We’d had the house in Ireland for nearly a year when my dad came to stay while Mum flew to South Africa to see her relatives, the first time in many years. As I drove her to the airport, I had a really weird feeling that her plane was going to crash, and that I’d never see her again. That week in Ireland with Dad in November 1990 was one of the few high points during what was a pretty awful year. I remember it especially fondly because he was unusually affectionate. We were sitting by the fire one evening and I’d brought him a cup of tea, when he said, ‘Thank you, Josephine. I love you.’ I was stunned. I knew he loved me, of course, but he’d never been one for actually saying it! At the end of his visit we all flew back to London together, to stay at our Wimbledon house for a few days, and during the flight he was proudly boasting to the air stewardess about Ty and Leah. It was unlike him to be so emotional.
The night we got home Jimmy White and a bunch of Ronnie’s mates came over to the house, and when I got up the following morning to take the kids to school they were still boozing.

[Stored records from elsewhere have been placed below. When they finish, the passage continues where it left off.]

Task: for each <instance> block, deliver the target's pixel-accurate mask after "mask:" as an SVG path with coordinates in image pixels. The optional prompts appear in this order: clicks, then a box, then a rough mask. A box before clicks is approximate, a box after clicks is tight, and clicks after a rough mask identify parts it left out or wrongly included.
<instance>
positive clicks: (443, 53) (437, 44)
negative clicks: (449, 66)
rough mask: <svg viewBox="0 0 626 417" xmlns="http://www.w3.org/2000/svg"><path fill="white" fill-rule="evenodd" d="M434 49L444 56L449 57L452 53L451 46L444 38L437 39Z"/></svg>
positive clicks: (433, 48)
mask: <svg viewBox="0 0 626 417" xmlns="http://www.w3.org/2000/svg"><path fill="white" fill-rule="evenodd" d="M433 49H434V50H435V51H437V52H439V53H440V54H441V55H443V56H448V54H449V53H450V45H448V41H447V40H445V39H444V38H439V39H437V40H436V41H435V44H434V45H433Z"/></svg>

Dad had woken early and was now in the living room, sharing some joke with the boys – although he was on nothing stronger than tea. After the school run I went back to bed and was just dropping off when one of Ronnie’s friends, Brian, burst into my bedroom.
‘Get downstairs, Jo, quick! It’s your dad.’
I raced down to the living room to find Dad lying on the floor, with Ronnie and Jimmy trying to resuscitate him. The
boys later told me that Dad had been sitting there with them, laughing and joking, when suddenly he just choked and fell to the floor – and that was it. Talk about sobering them all up . . . Within minutes the paramedics arrived, tried to get his heart going with a defibrillator, then rushed him off to hospital.
We knew that Dad suffered from an enlarged heart because of all the chemical fumes he had breathed in during his years of model-making. The doctors had told him he could have an operation to help the condition, but he had refused.
I was sitting in a hospital waiting room with my brother Vinnie, struggling to take in what was happening, when the doctor came in. ‘Where’s our father?’ I said, jumping up.
‘I’m afraid he’s passed away,’ said the doctor.
‘Well, just give him a new heart!’ It had all happened so shockingly suddenly I wasn’t thinking straight.
‘I’m sorry,’ said the doctor, kindly. ‘There’s nothing more we can do for him.’
It’s the weirdest feeling when someone dies, like a sort of vacuum. The crushing grief would come soon enough – I would cry for days – but right then I just needed air. I pushed past the doctor and went out into the hospital grounds. It was cold, but the sky was bright blue and cloudless. Whenever we get weather like that now, it always reminds me of that day.
The phone call my brothers, sister and I had to make to Mum in South Africa to tell her Dad had died was the hardest we ever had to make. I was so distraught I couldn’t speak.
The funeral took place in Devon, near my parents’ home. It was a wonderful affair: a beautiful horse drew a carriage with the coffin to the sound of a jazz band. If a funeral can be nice, this was as nice as it was going to get. We drove down there on the day and had intended to stay the night but Ronnie wanted to get back to London and, stupidly, I agreed. As he had been drinking, I had to drive, with Leah and Ty in the back. It was dark and I was totally drained and emotional from the funeral, so it’s little surprise that as we sped down the motorway in the pouring rain I swerved to miss a traffic cone and lost control of the car.